Je vous bénis et vous attends avec votre bon et cher père.
Tout à vous en N.-S.
EYMARD
A Monsieur Ravanat.
An Fräul. Thomas
A.R.T.
Paris, 26 Octobre 1866.
MADEMOISELLE BIEN CHERE EN N.-S.,
Merci de votre lettre, elle m'a fait plaisir; je comprends votre souffrance de ne plus voir l'adorable Hostie et d'être loin de cette chère chapelle qui est toute votre vie; - vous devez voir par là combien le bon Maître vous a aimée et vous aime en vous voulant toute à lui, chez lui et pour lui. Il est vrai qu'il est caché dans le saint Tabernacle, mais les yeux le cherchent, et quand ils le voient, il semble que le coeur soit plus près de lui. Ce bonheur vous sera bientôt rendu, car j'espère vous revoir bientôt; la chapelle vous pleure un peu.

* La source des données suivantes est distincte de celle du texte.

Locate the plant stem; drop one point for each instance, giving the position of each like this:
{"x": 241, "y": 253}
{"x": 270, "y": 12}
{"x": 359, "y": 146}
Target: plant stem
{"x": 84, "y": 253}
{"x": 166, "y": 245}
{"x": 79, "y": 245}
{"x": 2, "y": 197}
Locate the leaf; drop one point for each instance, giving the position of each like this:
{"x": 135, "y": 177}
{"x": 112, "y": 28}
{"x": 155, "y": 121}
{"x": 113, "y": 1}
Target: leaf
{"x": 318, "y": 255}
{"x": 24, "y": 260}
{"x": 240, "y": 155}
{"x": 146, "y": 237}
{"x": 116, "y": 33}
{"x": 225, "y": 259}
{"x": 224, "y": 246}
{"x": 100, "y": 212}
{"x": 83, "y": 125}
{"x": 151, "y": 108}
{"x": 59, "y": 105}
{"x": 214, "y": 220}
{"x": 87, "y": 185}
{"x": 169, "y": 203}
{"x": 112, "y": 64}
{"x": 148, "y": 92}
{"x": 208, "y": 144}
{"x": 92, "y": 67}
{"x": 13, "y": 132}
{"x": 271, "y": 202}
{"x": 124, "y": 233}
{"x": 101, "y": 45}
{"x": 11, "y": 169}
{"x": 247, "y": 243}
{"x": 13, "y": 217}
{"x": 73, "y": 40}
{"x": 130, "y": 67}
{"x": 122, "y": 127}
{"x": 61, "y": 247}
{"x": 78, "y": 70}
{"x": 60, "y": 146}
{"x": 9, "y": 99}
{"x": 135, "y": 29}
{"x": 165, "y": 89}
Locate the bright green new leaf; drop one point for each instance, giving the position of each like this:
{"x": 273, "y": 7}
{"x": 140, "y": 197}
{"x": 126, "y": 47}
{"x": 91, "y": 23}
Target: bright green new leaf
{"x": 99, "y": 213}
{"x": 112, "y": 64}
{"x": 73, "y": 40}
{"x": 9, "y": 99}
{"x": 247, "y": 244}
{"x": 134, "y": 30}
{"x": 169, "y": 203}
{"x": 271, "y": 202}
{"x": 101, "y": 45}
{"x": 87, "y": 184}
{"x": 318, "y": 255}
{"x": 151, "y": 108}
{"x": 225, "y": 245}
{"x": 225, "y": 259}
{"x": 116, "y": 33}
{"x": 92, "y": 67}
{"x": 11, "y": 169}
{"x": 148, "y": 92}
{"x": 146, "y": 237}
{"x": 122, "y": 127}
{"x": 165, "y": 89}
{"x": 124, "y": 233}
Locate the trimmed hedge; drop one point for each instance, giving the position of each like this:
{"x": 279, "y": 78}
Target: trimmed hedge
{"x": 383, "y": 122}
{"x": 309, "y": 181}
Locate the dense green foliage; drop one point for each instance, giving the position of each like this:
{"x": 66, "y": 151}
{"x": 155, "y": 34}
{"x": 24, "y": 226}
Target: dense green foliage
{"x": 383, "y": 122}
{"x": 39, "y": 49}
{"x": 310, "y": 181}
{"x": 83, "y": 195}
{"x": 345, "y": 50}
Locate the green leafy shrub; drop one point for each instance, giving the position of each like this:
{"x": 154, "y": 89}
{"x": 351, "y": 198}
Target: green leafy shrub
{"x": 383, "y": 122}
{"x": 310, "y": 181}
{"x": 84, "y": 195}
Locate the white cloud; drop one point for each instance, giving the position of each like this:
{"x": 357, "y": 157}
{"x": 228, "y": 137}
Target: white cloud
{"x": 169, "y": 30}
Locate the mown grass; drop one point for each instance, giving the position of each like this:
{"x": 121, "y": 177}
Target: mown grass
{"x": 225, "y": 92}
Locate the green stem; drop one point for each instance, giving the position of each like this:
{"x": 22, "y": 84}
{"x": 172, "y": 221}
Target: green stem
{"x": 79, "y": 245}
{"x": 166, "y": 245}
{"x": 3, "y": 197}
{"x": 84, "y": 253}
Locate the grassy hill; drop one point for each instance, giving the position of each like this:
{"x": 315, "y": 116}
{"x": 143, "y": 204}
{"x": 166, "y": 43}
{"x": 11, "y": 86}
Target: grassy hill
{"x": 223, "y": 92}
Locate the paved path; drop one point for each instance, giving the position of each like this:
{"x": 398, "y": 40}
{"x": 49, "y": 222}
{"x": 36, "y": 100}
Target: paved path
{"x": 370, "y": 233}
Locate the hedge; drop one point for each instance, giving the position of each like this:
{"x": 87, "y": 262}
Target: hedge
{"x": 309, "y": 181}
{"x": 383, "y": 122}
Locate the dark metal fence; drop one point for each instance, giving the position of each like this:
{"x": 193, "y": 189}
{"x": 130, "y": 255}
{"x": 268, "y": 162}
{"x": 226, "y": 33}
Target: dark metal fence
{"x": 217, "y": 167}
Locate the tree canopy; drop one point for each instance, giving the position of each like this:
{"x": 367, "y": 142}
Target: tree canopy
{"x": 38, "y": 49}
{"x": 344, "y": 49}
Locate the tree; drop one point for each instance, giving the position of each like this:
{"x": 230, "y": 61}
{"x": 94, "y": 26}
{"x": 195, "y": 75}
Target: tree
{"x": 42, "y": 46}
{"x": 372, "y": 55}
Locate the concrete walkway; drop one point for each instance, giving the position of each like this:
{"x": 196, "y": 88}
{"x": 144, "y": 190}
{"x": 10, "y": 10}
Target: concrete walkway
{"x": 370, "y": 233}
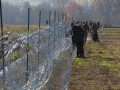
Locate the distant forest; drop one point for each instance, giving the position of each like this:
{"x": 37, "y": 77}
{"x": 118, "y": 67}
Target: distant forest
{"x": 105, "y": 11}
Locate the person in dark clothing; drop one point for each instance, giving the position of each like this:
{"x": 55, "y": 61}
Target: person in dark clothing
{"x": 86, "y": 30}
{"x": 78, "y": 39}
{"x": 98, "y": 25}
{"x": 94, "y": 33}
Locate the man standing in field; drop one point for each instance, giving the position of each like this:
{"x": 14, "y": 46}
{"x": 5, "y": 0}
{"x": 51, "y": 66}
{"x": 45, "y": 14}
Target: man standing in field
{"x": 86, "y": 30}
{"x": 78, "y": 39}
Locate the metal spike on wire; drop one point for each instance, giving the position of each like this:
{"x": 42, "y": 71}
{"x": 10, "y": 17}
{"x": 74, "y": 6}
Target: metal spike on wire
{"x": 39, "y": 35}
{"x": 2, "y": 45}
{"x": 28, "y": 45}
{"x": 54, "y": 16}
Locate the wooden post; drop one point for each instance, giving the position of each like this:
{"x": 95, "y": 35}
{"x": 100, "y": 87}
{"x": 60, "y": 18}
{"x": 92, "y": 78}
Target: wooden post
{"x": 39, "y": 35}
{"x": 2, "y": 45}
{"x": 54, "y": 16}
{"x": 28, "y": 45}
{"x": 49, "y": 17}
{"x": 58, "y": 16}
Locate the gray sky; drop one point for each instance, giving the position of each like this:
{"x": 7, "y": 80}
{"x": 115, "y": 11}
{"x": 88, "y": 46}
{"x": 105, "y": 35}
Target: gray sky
{"x": 36, "y": 2}
{"x": 32, "y": 2}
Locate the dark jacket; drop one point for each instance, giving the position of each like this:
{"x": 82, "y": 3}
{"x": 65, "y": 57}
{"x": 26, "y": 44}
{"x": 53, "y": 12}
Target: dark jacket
{"x": 78, "y": 35}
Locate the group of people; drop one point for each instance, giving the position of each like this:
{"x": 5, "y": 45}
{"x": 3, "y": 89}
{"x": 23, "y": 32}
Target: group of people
{"x": 80, "y": 32}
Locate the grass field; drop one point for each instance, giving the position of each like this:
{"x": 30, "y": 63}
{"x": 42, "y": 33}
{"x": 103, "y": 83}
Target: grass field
{"x": 100, "y": 70}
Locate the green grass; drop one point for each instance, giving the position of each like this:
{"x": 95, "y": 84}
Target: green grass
{"x": 100, "y": 70}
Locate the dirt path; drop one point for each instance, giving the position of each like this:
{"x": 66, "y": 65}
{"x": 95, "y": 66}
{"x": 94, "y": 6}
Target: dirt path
{"x": 100, "y": 70}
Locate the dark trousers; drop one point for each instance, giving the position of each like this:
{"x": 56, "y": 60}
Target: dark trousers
{"x": 80, "y": 50}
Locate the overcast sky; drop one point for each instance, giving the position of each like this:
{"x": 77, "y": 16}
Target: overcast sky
{"x": 32, "y": 2}
{"x": 36, "y": 2}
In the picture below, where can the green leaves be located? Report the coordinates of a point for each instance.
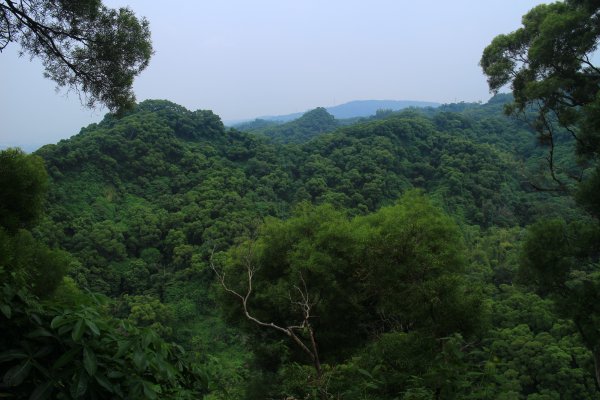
(89, 361)
(17, 374)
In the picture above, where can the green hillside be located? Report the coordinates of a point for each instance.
(157, 206)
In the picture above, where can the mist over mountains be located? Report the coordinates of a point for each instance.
(351, 109)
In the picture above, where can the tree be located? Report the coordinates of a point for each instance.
(331, 285)
(23, 180)
(549, 64)
(83, 45)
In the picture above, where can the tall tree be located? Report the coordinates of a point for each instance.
(549, 64)
(83, 45)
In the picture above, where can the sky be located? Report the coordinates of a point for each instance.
(244, 59)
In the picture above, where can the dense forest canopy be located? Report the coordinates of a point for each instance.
(435, 253)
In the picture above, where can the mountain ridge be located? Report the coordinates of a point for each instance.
(351, 109)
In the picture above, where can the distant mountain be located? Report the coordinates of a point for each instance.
(302, 129)
(358, 108)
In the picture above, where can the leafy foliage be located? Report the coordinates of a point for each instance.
(83, 45)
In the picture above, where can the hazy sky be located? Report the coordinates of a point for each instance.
(244, 59)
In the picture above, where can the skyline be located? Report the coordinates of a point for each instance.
(246, 60)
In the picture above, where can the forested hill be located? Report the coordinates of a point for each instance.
(309, 125)
(144, 201)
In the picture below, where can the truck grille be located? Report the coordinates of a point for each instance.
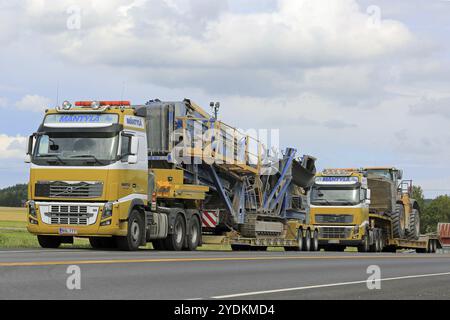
(71, 215)
(61, 189)
(333, 218)
(334, 233)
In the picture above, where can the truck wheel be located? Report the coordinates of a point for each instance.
(398, 221)
(52, 242)
(413, 230)
(307, 241)
(158, 244)
(133, 239)
(194, 234)
(175, 241)
(240, 247)
(364, 247)
(433, 246)
(315, 241)
(299, 246)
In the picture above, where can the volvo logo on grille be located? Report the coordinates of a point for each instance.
(69, 190)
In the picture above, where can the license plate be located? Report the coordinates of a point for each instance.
(68, 231)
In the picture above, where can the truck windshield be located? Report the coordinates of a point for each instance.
(335, 195)
(76, 148)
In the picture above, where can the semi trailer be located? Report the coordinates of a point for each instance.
(368, 208)
(168, 173)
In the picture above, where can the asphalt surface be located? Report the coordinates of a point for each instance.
(148, 274)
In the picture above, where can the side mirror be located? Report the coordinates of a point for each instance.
(132, 159)
(368, 195)
(134, 145)
(29, 149)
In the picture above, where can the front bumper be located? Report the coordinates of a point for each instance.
(49, 221)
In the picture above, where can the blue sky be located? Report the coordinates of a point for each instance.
(354, 83)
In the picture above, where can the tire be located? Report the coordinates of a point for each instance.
(380, 242)
(135, 234)
(49, 242)
(307, 241)
(375, 247)
(194, 234)
(433, 246)
(300, 245)
(240, 247)
(398, 222)
(413, 231)
(175, 241)
(336, 248)
(364, 247)
(158, 245)
(315, 241)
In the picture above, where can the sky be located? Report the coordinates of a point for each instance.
(353, 83)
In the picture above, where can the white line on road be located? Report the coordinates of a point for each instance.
(326, 285)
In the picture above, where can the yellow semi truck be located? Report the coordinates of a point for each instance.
(168, 173)
(368, 208)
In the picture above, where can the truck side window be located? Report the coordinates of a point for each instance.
(126, 145)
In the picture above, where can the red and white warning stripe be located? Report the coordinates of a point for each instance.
(210, 219)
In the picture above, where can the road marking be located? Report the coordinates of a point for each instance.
(254, 293)
(154, 260)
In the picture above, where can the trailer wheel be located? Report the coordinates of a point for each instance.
(135, 232)
(52, 242)
(380, 242)
(240, 247)
(364, 247)
(398, 221)
(315, 241)
(300, 241)
(307, 241)
(413, 230)
(174, 241)
(194, 234)
(433, 246)
(158, 244)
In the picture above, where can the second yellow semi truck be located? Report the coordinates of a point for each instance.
(368, 208)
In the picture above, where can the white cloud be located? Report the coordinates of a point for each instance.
(3, 102)
(12, 147)
(34, 103)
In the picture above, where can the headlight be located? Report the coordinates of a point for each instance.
(32, 208)
(95, 105)
(66, 105)
(107, 210)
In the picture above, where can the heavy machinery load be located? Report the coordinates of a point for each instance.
(162, 172)
(391, 196)
(370, 208)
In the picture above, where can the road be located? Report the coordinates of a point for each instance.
(147, 274)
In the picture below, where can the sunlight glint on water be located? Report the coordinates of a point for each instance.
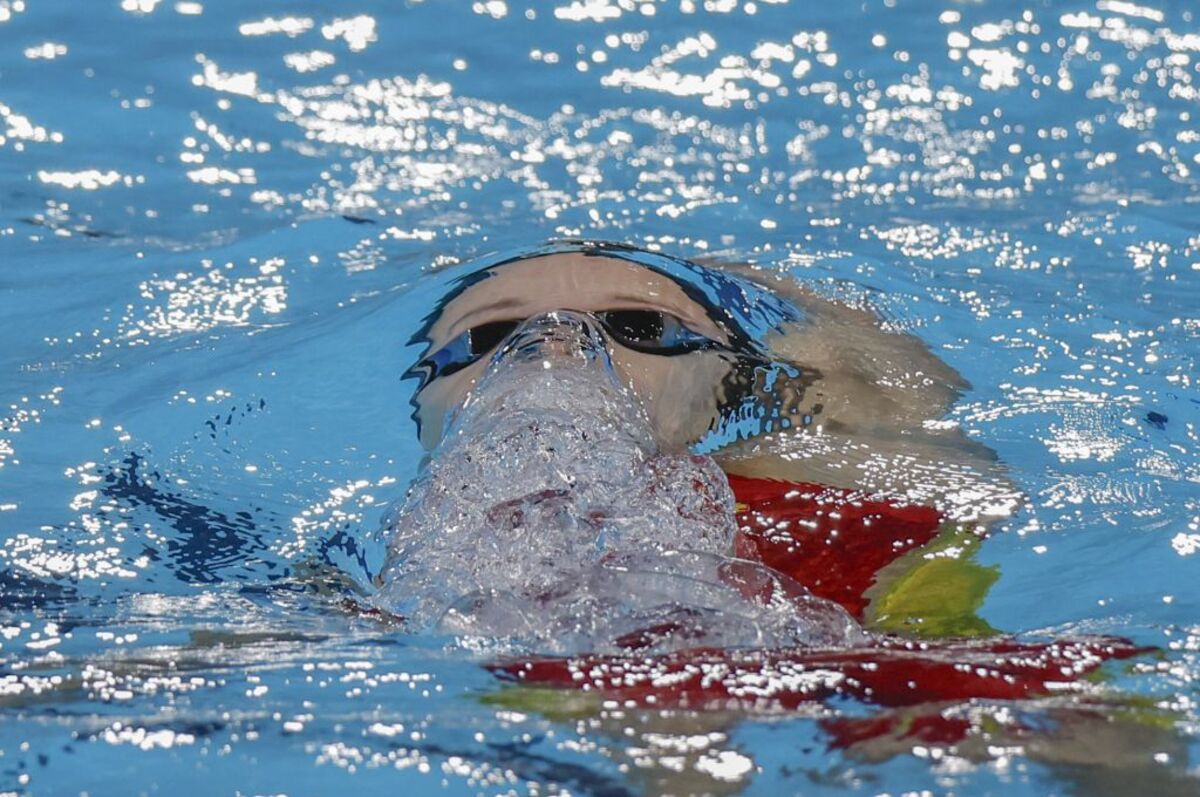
(220, 227)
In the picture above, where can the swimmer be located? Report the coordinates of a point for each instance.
(564, 395)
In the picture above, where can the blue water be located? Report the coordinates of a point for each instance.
(217, 233)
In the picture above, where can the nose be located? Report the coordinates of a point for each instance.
(562, 337)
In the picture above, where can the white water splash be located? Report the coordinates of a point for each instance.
(549, 517)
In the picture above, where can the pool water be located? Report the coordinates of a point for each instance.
(220, 226)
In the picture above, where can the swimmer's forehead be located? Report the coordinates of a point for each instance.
(568, 281)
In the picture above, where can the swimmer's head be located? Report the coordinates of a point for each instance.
(676, 334)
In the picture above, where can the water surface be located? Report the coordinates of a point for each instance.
(220, 226)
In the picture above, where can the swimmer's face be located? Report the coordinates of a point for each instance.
(664, 345)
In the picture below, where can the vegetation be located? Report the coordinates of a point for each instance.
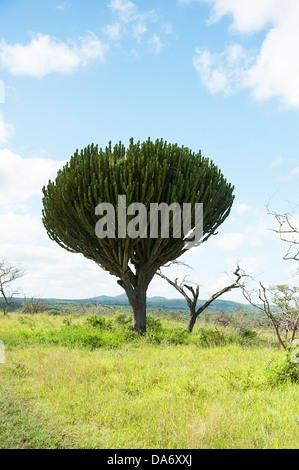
(148, 172)
(8, 274)
(75, 381)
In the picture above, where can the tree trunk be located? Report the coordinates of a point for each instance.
(138, 303)
(137, 299)
(135, 286)
(192, 320)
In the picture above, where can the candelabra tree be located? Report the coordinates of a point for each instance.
(149, 172)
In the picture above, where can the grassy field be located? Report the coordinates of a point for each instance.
(89, 382)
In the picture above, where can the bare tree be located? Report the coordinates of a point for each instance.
(288, 230)
(280, 304)
(193, 298)
(8, 274)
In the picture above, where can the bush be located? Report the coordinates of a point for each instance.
(281, 371)
(97, 321)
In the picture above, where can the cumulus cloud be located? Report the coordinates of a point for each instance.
(6, 130)
(273, 71)
(45, 54)
(131, 21)
(22, 178)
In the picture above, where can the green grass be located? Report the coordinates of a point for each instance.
(98, 384)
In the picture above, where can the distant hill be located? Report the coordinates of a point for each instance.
(154, 302)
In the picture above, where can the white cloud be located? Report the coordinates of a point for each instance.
(124, 8)
(231, 241)
(242, 208)
(22, 178)
(155, 44)
(277, 161)
(52, 271)
(273, 71)
(20, 228)
(6, 130)
(221, 72)
(45, 54)
(113, 31)
(130, 21)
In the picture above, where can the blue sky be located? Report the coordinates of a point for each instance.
(220, 76)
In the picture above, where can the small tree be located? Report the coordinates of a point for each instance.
(8, 274)
(151, 172)
(288, 231)
(193, 298)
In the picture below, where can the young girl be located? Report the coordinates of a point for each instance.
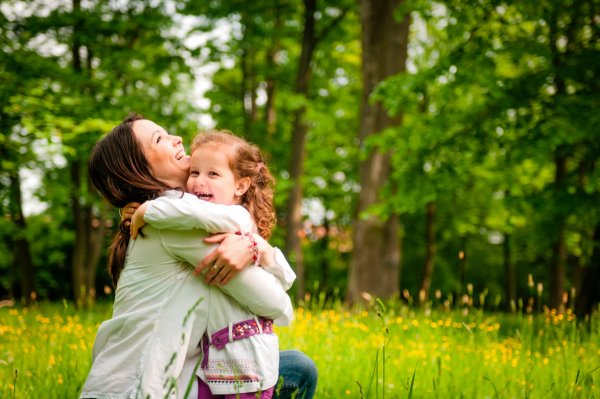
(240, 350)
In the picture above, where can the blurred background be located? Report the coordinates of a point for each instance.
(427, 151)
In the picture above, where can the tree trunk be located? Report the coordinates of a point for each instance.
(81, 220)
(271, 61)
(20, 245)
(559, 248)
(323, 248)
(589, 294)
(375, 260)
(462, 267)
(294, 217)
(510, 287)
(429, 253)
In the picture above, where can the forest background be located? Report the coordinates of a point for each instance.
(422, 149)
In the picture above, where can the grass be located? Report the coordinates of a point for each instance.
(398, 352)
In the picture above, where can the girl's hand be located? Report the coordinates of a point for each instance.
(137, 220)
(232, 255)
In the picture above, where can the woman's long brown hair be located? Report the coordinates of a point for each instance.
(120, 172)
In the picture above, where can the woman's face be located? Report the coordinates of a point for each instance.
(164, 152)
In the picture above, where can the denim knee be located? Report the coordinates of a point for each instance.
(299, 374)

Saint-Maurice ne sera prêt que dans un mois, probablement. Je dois aller donner la retraite de Nemours, la semaine après la Toussaint, à moins d'obstacles. Puis, j'irai autour du 25 à Bruxelles. Je désire me débarrasser de l'extérieur afin qu'une fois le noviciat à Saint-Maurice je sois stable ici.
Je vous bénis en N.-S.
Si vous devez rester encore quelque temps, donnez-nous de vos nouvelles.
Rien de nouveau ici, tout est à l'ordinaire, le froid commence. Mlle Larousse va bien.
Tout à vous en N.-S.
EYMARD. S.S.S.
Paris, 30 Octobre 1866.
Bien cher Père,
C'est le théâtre Aubert, boulevard de Saumur, que nous avons acheté au prix de 63.500 fr.; comme affaire, elle est bonne: la maison et la chapelle seront très bien placées, entre le boulevard et le cloître Saint-Martin et la rue Saint-Aubin, car il y a ces trois passages. Nous détruisons le théâtre pour faire une chapelle pouvant contenir trois cents personnes.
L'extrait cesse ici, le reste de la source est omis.